HIRKASIYLA KEFENLENMEK

Sehl bin Sa‘d -radıyallâhu anh- anlatıyor:

Kadının biri Peygamber Efendimiz’e bir hırka getirdi:

“–Yâ Rasûlâllah! Bunu Size hediye etmek istiyorum.” dedi. Peygamber Efendimiz -Sallâllâhu Aleyhi ve Sellem- de onun hediyesini kabul etti ve üzerine giydi.

Ashabdan biri:

“–Yâ Rasûlâllah, bu ne güzel bir elbise, bana hediye eder misiniz?” dedi.

Allah Rasûlü -Sallâllâhu Aleyhi ve Sellem-:

“–Olur.” deyip hırkayı hemen ona verdiler. Hazret-i Peygamber oradan ayrıldıktan sonra, ashâb-ı kiram o adamı ayıplayarak şöyle dediler:

“–Hiç de iyi bir şey yapmadın. Allah Rasûlü onu ihtiyacı olduğu için almıştı. Sen de onu istedin. Biliyorsun ki Âlemlere Rahmet olan Efendimiz’den bir şey istenildiğinde, asla geri çevirmez.”

Bunun üzerine adam:

“–Rasûl-i Ekrem -Sallâllâhu Aleyhi ve Sellem- Efendimiz onu giydiği için onunla teberrük etmek istedim. Umuyorum ki onunla kefenlenirim.” dedi. (Buhârî, Edeb, 39)

Ashâb-ı kirâmın ardından gelenler, yani tabiîn dediğimiz o bahtiyar insanlar da teberrükle ilgili olarak bahsettiğimiz tatbikatları devam ettirmişlerdir. İmam Ahmed bin Hanbel ile İmam Şâfiî Hazretleri arasında geçen şu hâdise buna ne güzel bir misâldir:

O’NU RÜYADA
GÖRENİN GÖMLEĞİ

İmam Şâfiî’nin talebelerinden olan Rabî bin Süleyman anlatır:

Bir gün İmam Şâfiî bana:

“Rabî, bu mektubu al, Ahmed bin Hanbel’e götür ve sonra da cevabını getir.” dedi.

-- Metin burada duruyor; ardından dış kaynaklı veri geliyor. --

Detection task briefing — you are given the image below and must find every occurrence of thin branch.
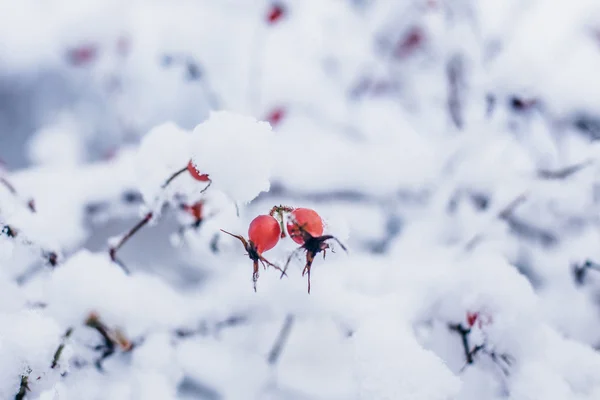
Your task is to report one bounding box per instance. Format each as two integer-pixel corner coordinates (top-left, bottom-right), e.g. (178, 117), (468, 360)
(161, 165), (187, 189)
(448, 324), (476, 364)
(267, 314), (294, 365)
(537, 160), (593, 180)
(50, 328), (73, 369)
(0, 176), (35, 212)
(108, 212), (154, 274)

Ben de mektubu aldım ve Bağdat’a gittim. Sabah namazında Ahmed bin Hanbel ile buluştum. Onunla birlikte sabah namazını edâ ettim. İmam Ahmed bin Hanbel mihraptan ayrılınca mektubu kendisine takdim ederek:

“–Bu, Mısır’dan kardeşin İmam Şâfiî’nin sana göndermiş olduğu mektuptur.” dedim. Bana:

“–Mektup neden bahsediyor, biliyor musun?” diye sordu. Ben de:

“–Hayır.” diye karşılık verdim. Bunun üzerine Ahmed bin Hanbel mektubun üzerindeki mührü çözdü ve okumaya başladı. Birden gözleri yaşlarla doldu. Ben kendisine:

“–Ey İmam! Hayrola! Mektupta ne yazıyor?” dedim. O da bana:

“–İmam Şâfiî rüyasında Hazret-i Peygamber -Sallâllâhu Aleyhi ve Sellem-’i görmüş. Allah Rasûlü -Sallâllâhu Aleyhi ve Sellem- ona:

«Ahmed bin Hanbel’e bir mektup yaz ve Ben’den de selâm söyle. Elbette o büyük bir fitneye mâruz kalacak ve ondan, ‘Kur’ân mahluktur(!)’ demesi istenecek. Sakın bu isteğe boyun eğmesin! Allah, onun adını kıyâmete kadar yaşatıp yükseltecektir.» buyurmuş.”

Ben:

“– Yâ İmam! Bu, senin hakkında ne büyük bir müjdedir.” dedim.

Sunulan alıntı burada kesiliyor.